Serena – Purtroppo quando queste cose assumono un valore un po’ troppo politico, perché fare cultura è già politica, tutto si sgretola. Comunque sono nati degli incontri, delle collaborazioni che restano. Tutti noi abbiamo avuto delle esperienze molto forti. Sentiamo il bisogno del confronto, sentiamo cosa fa in studio l’altro, e tutto questo ci aiuta a crescere. L’Arsenale, dal punto di vista umano e artistico, ha creato uno zoccolo duro che è rimasto e che si consolida ogni giorno di più, anche grazie al continuo confronto.
C’è un libro che vi ha cambiato, se non la vita, almeno una giornata?
Simona – Non è un libro di narrativa: è Psicomagia di Jodorowski. Nella psicomagia e nelle sue teorie ho trovato delle cose che stavano prendendo forma nella mia testa, talmente fuori dal reale che non volevo darle credito ma ritrovarle su quelle pagine mi ha fatto sentire una pazza molto sana. Credo in quella filosofia del desiderio che fa succedere le cose e che cambia gli eventi, che fa arrivare le persone che desideri, gli atti psicomagici.
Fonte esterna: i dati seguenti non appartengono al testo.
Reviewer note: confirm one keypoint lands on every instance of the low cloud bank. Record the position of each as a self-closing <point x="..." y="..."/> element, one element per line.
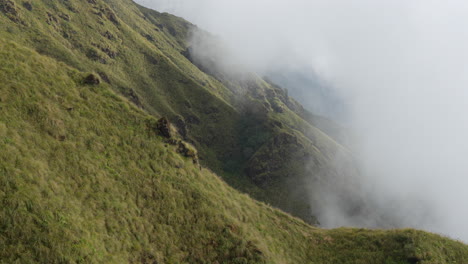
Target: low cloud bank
<point x="401" y="68"/>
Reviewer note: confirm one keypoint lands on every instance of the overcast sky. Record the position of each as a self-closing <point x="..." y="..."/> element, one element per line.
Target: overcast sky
<point x="401" y="64"/>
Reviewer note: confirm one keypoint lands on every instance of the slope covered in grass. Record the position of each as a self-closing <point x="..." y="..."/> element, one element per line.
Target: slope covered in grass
<point x="145" y="56"/>
<point x="85" y="178"/>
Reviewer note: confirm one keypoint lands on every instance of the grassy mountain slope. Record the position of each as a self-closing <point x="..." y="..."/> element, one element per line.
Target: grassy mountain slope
<point x="142" y="55"/>
<point x="85" y="178"/>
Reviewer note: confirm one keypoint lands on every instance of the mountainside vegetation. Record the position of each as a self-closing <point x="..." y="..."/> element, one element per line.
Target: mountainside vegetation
<point x="111" y="140"/>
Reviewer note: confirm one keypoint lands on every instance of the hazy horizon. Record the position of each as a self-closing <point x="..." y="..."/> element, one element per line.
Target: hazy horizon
<point x="400" y="67"/>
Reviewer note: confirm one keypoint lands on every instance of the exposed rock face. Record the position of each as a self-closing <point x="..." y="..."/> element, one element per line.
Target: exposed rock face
<point x="187" y="151"/>
<point x="92" y="79"/>
<point x="164" y="127"/>
<point x="10" y="9"/>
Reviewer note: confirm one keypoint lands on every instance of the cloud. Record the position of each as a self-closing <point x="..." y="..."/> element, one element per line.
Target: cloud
<point x="401" y="65"/>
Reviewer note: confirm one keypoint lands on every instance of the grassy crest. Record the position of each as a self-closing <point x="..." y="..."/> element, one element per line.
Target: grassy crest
<point x="86" y="178"/>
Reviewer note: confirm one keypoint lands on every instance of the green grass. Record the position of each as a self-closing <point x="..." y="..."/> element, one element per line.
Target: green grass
<point x="84" y="179"/>
<point x="140" y="54"/>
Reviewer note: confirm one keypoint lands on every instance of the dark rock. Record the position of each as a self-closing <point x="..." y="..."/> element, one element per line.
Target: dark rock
<point x="164" y="127"/>
<point x="27" y="5"/>
<point x="9" y="8"/>
<point x="92" y="79"/>
<point x="148" y="37"/>
<point x="193" y="119"/>
<point x="51" y="19"/>
<point x="64" y="16"/>
<point x="134" y="98"/>
<point x="187" y="151"/>
<point x="111" y="53"/>
<point x="109" y="35"/>
<point x="181" y="126"/>
<point x="104" y="77"/>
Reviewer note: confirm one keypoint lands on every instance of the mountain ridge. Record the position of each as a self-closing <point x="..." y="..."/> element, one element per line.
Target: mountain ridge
<point x="87" y="178"/>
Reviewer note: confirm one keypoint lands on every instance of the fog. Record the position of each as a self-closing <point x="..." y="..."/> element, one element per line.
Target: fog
<point x="401" y="69"/>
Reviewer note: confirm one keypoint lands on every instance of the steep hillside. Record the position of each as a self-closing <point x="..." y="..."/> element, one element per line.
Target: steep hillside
<point x="87" y="177"/>
<point x="145" y="56"/>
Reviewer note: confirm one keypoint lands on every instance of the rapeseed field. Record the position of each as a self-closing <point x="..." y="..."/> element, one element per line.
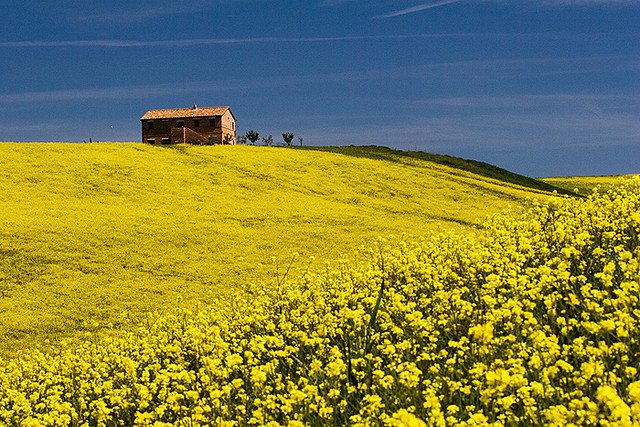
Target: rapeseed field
<point x="97" y="236"/>
<point x="533" y="319"/>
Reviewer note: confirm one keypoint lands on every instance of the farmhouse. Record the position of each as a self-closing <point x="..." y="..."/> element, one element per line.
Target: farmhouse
<point x="195" y="125"/>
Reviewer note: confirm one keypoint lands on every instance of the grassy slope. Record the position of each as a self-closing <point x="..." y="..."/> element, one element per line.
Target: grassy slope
<point x="93" y="234"/>
<point x="584" y="184"/>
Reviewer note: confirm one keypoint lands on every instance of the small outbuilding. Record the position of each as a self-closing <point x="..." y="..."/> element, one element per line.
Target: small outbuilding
<point x="195" y="125"/>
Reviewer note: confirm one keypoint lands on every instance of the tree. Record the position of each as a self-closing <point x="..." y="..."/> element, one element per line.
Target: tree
<point x="267" y="140"/>
<point x="288" y="137"/>
<point x="252" y="136"/>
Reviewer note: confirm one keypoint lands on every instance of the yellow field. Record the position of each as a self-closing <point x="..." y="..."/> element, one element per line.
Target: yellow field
<point x="585" y="184"/>
<point x="95" y="234"/>
<point x="532" y="320"/>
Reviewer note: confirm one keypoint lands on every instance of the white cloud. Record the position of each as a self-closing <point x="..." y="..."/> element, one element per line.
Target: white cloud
<point x="438" y="3"/>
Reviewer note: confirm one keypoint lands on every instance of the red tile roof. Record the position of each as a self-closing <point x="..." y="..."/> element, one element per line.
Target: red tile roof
<point x="176" y="113"/>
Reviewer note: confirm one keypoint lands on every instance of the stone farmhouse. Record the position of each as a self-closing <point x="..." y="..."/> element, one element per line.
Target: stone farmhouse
<point x="195" y="125"/>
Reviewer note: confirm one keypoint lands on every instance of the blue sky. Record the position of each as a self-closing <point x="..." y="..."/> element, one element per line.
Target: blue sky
<point x="540" y="87"/>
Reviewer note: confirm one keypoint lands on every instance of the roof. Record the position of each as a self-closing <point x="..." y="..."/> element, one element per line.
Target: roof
<point x="176" y="113"/>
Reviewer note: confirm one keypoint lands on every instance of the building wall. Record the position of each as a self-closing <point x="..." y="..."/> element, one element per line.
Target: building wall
<point x="218" y="126"/>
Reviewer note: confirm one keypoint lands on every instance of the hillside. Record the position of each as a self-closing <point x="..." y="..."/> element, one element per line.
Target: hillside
<point x="95" y="234"/>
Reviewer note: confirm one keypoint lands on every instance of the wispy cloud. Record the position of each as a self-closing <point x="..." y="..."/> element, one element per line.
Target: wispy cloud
<point x="122" y="43"/>
<point x="438" y="3"/>
<point x="449" y="71"/>
<point x="418" y="8"/>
Serena – Io ultimamente ho letto un libro che, anche se non mi ha cambiato la vita, mi ha abbastanza sconvolto; è L’arte della gioia di Goliarda Sapienza. È bellissimo. Essendo donna mi sono rivista in questa donna catanese, a cavallo della seconda guerra mondiale, un’anarchica rivoluzionaria e una bisessuale. In queste pagine leggo della contemporaneità che probabilmente non c’era allora in Italia. È stato un bel romanzo e l’ennesima dimostrazione di quanto questo paese sia avanti.
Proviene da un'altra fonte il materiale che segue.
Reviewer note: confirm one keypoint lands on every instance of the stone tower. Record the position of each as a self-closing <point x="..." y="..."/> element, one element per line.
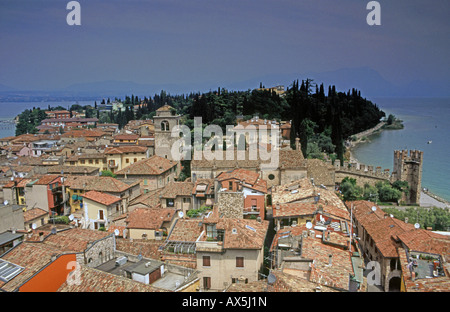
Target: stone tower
<point x="165" y="120"/>
<point x="409" y="168"/>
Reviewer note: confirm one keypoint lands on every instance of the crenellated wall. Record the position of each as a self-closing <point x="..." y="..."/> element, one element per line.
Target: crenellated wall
<point x="407" y="167"/>
<point x="361" y="172"/>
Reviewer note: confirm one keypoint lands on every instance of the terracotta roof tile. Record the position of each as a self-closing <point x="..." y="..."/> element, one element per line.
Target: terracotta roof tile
<point x="98" y="281"/>
<point x="102" y="198"/>
<point x="174" y="189"/>
<point x="186" y="230"/>
<point x="95" y="183"/>
<point x="125" y="149"/>
<point x="243" y="233"/>
<point x="154" y="165"/>
<point x="34" y="213"/>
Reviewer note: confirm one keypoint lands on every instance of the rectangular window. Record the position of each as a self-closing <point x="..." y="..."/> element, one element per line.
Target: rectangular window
<point x="207" y="282"/>
<point x="239" y="262"/>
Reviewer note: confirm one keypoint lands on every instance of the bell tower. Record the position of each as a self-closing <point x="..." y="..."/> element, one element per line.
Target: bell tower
<point x="165" y="120"/>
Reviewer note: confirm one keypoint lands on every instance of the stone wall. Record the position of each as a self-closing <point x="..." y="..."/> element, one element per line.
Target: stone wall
<point x="231" y="204"/>
<point x="100" y="251"/>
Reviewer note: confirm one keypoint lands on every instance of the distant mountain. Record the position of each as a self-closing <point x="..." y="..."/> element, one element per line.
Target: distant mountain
<point x="365" y="79"/>
<point x="122" y="88"/>
<point x="5" y="88"/>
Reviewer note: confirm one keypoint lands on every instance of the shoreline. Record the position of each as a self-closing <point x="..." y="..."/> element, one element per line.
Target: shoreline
<point x="429" y="200"/>
<point x="367" y="133"/>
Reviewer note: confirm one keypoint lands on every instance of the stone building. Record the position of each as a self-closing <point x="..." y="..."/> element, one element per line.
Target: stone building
<point x="164" y="121"/>
<point x="409" y="168"/>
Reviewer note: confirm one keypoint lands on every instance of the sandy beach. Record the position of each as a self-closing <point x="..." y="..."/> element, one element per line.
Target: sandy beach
<point x="427" y="199"/>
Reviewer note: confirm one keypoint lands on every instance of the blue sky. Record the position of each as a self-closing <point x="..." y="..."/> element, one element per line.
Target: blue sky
<point x="218" y="41"/>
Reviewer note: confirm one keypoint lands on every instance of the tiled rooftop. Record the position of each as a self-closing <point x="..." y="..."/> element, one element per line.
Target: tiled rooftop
<point x="186" y="231"/>
<point x="174" y="189"/>
<point x="34" y="213"/>
<point x="154" y="165"/>
<point x="95" y="183"/>
<point x="125" y="149"/>
<point x="102" y="198"/>
<point x="94" y="280"/>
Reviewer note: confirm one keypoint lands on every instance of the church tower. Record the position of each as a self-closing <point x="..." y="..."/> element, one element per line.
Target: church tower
<point x="165" y="120"/>
<point x="409" y="168"/>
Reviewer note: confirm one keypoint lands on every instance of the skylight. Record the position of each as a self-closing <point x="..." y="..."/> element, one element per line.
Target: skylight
<point x="9" y="270"/>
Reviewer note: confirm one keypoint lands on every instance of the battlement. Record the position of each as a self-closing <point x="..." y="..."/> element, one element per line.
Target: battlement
<point x="362" y="169"/>
<point x="413" y="155"/>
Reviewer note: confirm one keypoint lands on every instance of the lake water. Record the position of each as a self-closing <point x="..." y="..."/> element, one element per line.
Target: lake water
<point x="424" y="120"/>
<point x="9" y="110"/>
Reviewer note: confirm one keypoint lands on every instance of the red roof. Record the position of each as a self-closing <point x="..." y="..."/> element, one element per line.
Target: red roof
<point x="102" y="198"/>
Simona – Leggo anche Pavese e quest’anno ho scoperto Patrizia Cavalli. L’ho scoperta attraverso la musica, perché ha collaborato con Diana Tejera; a marzo le ho viste in concerto a Roma, al Valle. Ha una voce propria, è fantastica.
So che in passato avete fatto anche le selezioni di Sanremo.
Serena – È il mio sogno da bambina, magari è un po’ tamarro ma ho questo sogno. Siamo arrivate fino all’ultima selezione per Sanremo Giovani ma poi ci hanno fatto fuori. Continuo a pensare che sia una bella vetrina, ma non bisogna basare tutto su quello. Il problema di questo mondo sono gli addetti ai lavori che non sono veramente addetti (sorride).
Dimartino, nell’ultimo ep, ha inciso “Come fanno le stelle”, brano scritto da Simona. Nei giorni scorsi l’ho intervistato e l’ultima domanda è proprio una sua curiosità: vuole sapere se la versione che ha fatto del tuo pezzo, ti piace, perché non l’ha ancora capito.
Simona – (ridono) Mi piace molto e credevo di averglielo fatto intuire. Essendo nata voce e chitarra sarò sempre legata alla versione in acustico, ma da tantissimo tempo speravo che Antonio si potesse innamorare di un mio brano. Il fatto che l’abbia incisa, mi ha dato una gioia immensa, quasi fosse una maternità.